Глаза у динозавтра очень грустные. Не знаю, не могу сказать, какие они всегда – но когда он смотрит на меня, то они очень грустные. Дядя Андрей говорит, что это потому, что динозавтр плото…плото…плотоядное, ну а я тоже состою из мяса. Правда, я ему ответила, что откуда динозавтр знает, что я из мяса, он же никогда людей не видел. А дядя Андрей сказал, что в то время, когда жили такие как он, все, кто двигались, состояли из мяса.

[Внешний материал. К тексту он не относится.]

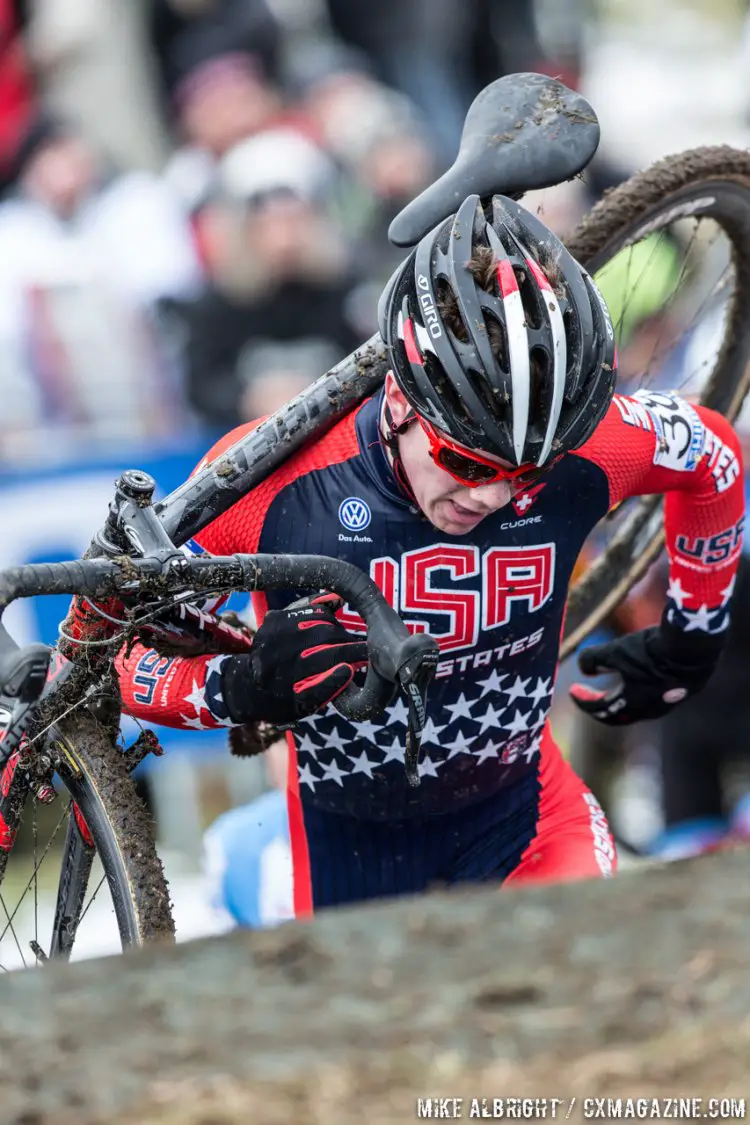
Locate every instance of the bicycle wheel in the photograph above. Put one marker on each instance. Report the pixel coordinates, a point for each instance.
(54, 862)
(678, 235)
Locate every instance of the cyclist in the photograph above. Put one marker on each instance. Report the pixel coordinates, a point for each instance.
(466, 487)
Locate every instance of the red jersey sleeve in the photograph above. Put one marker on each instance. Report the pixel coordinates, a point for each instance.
(186, 691)
(656, 442)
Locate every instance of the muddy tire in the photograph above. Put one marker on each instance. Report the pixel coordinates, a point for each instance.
(713, 182)
(95, 774)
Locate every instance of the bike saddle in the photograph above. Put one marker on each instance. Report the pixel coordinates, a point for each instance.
(522, 132)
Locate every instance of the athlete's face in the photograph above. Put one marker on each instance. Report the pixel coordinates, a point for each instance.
(450, 506)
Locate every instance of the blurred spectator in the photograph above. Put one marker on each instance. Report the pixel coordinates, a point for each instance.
(93, 65)
(376, 137)
(220, 101)
(247, 855)
(84, 257)
(441, 54)
(17, 95)
(281, 273)
(187, 33)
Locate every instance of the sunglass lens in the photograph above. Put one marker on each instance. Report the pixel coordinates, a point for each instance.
(466, 467)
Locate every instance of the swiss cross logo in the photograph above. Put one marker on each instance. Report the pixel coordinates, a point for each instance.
(512, 578)
(524, 501)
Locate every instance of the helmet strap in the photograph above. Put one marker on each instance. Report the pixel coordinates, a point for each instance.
(389, 433)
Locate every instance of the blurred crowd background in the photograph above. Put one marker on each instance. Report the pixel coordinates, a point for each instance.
(195, 198)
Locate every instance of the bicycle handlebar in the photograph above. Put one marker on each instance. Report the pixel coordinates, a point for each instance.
(397, 657)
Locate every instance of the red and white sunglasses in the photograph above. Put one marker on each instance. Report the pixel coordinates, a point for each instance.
(473, 469)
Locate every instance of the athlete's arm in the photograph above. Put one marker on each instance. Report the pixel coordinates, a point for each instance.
(299, 659)
(651, 443)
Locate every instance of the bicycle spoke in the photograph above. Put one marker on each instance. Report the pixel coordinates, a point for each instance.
(36, 881)
(12, 930)
(34, 873)
(96, 891)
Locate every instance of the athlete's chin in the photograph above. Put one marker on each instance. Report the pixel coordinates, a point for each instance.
(454, 520)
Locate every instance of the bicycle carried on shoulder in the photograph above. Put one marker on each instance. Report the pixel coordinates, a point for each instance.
(680, 230)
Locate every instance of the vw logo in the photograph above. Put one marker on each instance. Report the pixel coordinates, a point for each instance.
(354, 513)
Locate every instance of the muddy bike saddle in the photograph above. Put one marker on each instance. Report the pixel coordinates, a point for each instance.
(523, 132)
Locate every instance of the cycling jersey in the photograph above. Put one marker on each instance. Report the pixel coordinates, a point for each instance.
(495, 600)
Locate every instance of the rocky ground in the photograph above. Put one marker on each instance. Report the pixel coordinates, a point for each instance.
(632, 988)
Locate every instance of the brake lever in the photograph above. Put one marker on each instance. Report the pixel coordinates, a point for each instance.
(414, 677)
(19, 691)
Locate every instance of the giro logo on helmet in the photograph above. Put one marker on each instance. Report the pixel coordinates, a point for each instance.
(428, 308)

Я спросила – а как же роботы. А дядя Андрей сказал, что роботов тогда еще не было. Да и сто лет назад их не было. Правда, потом он задумался, что-то посчитал на пальцах, пробормотал про авто. авта…автомолибы…мобили. А потому махнул рукой и сказал, что неважно, но роботов и прочего в те времена точно не было. Аб-со-лют-но точно. Вот.
Папа и дядя Андрей говорят, что это динозавр, и его зовут Тираннозавр Рекс. Но мне это имя не нравится. Ну какой он Рекс? Рексами зовут собак. У Наташки есть пес Рекс. Он лохматый и большой. А тут еще больше – и лысый.
Он Динозавтр. Потому что мне все время говорят, что меня пустят к нему завтра. А таких завтра было уже много-много. И думаю, что еще так же много-много будет. Наверное, папа боится, что динозавтр меня съест. Странно. А я вот не боюсь.
Передние лапы у динозавтра совсем маленькие. Нет, конечно, больше чем мои руки – но для такого большого животного они тоже должны быть большими. И пальцев на них всего два. Динозавр никогда не сможет рисовать или писать карандашом. Правда, дядя Андрей говорит, что он никогда бы и не научился. А я не верю – ведь если даже знаменитый дельфин Вольдемар умеет рисовать, а у него лап вообще нет, неужели динозавтр не сможет?
Я как раз смотрела про Вольдемара передачу, когда мама рассказала мне, что папа хочет меня на Марс взять.
— Сашка, — мама тогда присела на корточки и внимательно посмотрела на меня. Наверное, она хотела посмотреть мне в глаза – но у нее это не получалось и поэтому она смотрела поочередно то в один мой глаз, то в другой. У меня тоже не получается, наверное, у нас с мамой просто глаза маленькие и непривычные к этому.
А вот у Жорпетровича получается. Он может смотреть в глаза долго-долго, иногда даже не мигает и кажется, что заснул. Дядя Андрей говорит, что это потому, что Жорпетрович военный. Причем не солдат, а офицер и большой офицер. Я даже видела у него в комнате мундир с медалями.